Lessons Learned and Recommendations

• A common challenge across the two councils was gaining access to funding to commercialise and scale up technology. To overcome this challenge, both councils were able to use its smart cities program as the channel to create in-roads. The Cantebury-Bankstown ‘Closing the Loop on Waste’ project was financially supported by the national AUD \$50 million Smart Cities and Suburbs Program focused on development of liveable and sustainable cities; and the Smart Christchurch program secured private sector funding for the development of BigBelly Solar bins. We recommend that councils tap into the public and private sectors to initiate smart city initiatives to tackle WPs including international waste management.

• Community engagement was another significant challenge as well as an opportunity that the councils worked through creatively. Adopting the smart cities banner the councils were able to collaborate and co-create approaches between the public and private sectors. Policymakers and councils need to collaborate internationally with trading countries like China and other emerging economies, to ensure that human engagement continues.

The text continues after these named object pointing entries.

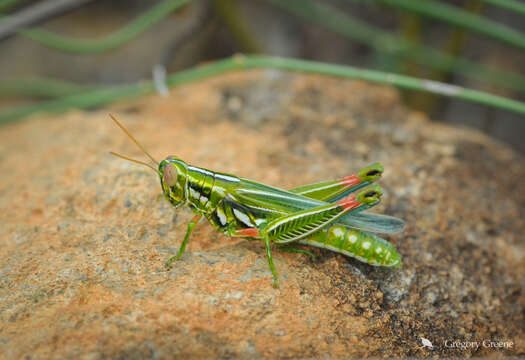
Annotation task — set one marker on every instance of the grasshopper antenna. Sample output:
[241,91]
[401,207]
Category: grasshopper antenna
[133,160]
[136,143]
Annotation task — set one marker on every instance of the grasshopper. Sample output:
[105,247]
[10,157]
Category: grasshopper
[328,214]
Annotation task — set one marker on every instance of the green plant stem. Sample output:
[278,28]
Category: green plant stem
[111,41]
[440,11]
[41,87]
[6,4]
[512,5]
[385,42]
[230,14]
[104,96]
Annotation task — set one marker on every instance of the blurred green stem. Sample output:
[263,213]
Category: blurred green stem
[111,41]
[41,87]
[385,42]
[103,96]
[231,15]
[512,5]
[447,13]
[6,4]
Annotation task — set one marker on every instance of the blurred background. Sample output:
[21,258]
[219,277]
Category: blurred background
[53,49]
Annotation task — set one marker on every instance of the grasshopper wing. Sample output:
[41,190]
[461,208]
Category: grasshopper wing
[377,223]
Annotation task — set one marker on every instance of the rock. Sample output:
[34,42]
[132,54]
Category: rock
[84,235]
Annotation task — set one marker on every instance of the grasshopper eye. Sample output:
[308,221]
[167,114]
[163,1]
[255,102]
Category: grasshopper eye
[170,175]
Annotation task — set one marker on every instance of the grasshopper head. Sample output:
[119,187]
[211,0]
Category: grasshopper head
[173,176]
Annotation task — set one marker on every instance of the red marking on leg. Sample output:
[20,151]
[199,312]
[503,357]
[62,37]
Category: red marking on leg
[351,180]
[253,232]
[349,202]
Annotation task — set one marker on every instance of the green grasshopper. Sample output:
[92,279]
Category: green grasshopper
[327,215]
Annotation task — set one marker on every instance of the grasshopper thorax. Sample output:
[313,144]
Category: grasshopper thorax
[173,177]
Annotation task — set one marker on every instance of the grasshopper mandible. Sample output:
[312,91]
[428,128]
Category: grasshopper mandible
[327,215]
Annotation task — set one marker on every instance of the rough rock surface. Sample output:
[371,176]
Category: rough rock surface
[83,235]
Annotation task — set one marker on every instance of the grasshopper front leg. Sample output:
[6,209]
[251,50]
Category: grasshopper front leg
[182,248]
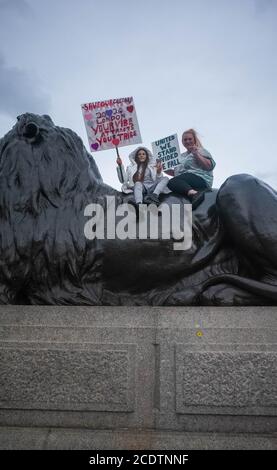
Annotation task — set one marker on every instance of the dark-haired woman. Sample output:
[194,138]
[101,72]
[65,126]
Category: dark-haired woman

• There is no question that technological advancements such as artificial intelligence can detect contamination faster, which is a breakthrough for any council. However, while technology is a necessary condition it is not sufficient. The reality as evident through the experiences across Australia and New Zealand, the technology will only be as good as the people using it. Hence, policymakers and councils need to drive smart cities initiatives through technological solutions such as analytics to detect bin contamination and GPS data, as well as teaching people about the use and benefits of technology.

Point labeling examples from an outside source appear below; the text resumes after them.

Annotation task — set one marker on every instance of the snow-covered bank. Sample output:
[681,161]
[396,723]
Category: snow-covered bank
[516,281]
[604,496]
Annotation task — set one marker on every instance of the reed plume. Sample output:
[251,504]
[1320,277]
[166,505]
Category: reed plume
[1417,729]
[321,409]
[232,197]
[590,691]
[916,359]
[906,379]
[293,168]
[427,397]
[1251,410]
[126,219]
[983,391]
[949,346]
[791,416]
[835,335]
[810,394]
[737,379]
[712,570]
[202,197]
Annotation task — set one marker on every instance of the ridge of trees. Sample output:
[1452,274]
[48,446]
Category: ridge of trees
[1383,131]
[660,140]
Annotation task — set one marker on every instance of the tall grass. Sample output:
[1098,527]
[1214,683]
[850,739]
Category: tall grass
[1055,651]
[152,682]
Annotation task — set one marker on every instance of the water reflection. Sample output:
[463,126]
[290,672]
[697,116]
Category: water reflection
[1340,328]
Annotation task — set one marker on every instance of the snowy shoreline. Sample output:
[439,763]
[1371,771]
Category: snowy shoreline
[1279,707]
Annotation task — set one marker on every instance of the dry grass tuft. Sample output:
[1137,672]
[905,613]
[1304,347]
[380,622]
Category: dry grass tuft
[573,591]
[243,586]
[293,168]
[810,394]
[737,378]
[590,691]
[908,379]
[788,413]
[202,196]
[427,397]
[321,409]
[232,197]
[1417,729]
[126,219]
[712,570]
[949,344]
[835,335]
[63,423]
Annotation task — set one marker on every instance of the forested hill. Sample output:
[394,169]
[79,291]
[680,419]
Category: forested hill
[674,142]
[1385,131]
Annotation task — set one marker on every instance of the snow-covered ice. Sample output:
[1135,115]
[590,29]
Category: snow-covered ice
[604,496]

• The involvement and support of government departments at different levels – central, regional and local, as well as host governments – is critical to enable cities to reach the SDG of making cities and communities inclusive, safe, resilient, and sustainable. Government funding remains problematic. For example, eDay in New Zealand was an initiative to raise awareness about waste, however it was not viewed as strategic, hence the government funding was not provided.

Future Directions

In relation to the specific issue of waste management and the SDGs, international trade can play a valuable role by providing incentives to various stakeholders and set examples of best practices (Gonzalez-Perez, 2015); however, poor waste management practices can seriously impact international relations between New Zealand, Australia, and emerging economies like China. This was the case for both councils when China returned waste from both Australia and New Zealand (Kellenberg, 2015). Taking a lead from the experiences across councils in Australia and New Zealand, councils need to better design their smart cities programs to tackle the waste management challenge and identifying local solutions to local problems, in essence developing a circular economy. The lessons for councils and policymakers can have implications for how cities and countries can tackle WPs for cross-border trade and international relations. Smart cities can be the means to fulfil the SDGs’ purpose of different cities. Smart cities can provide a data sharing platform for businesses, communities, and governments that will enable to deal with grand challenges and tackle WPs through the creation of smart societies, as well as play a role in destination branding.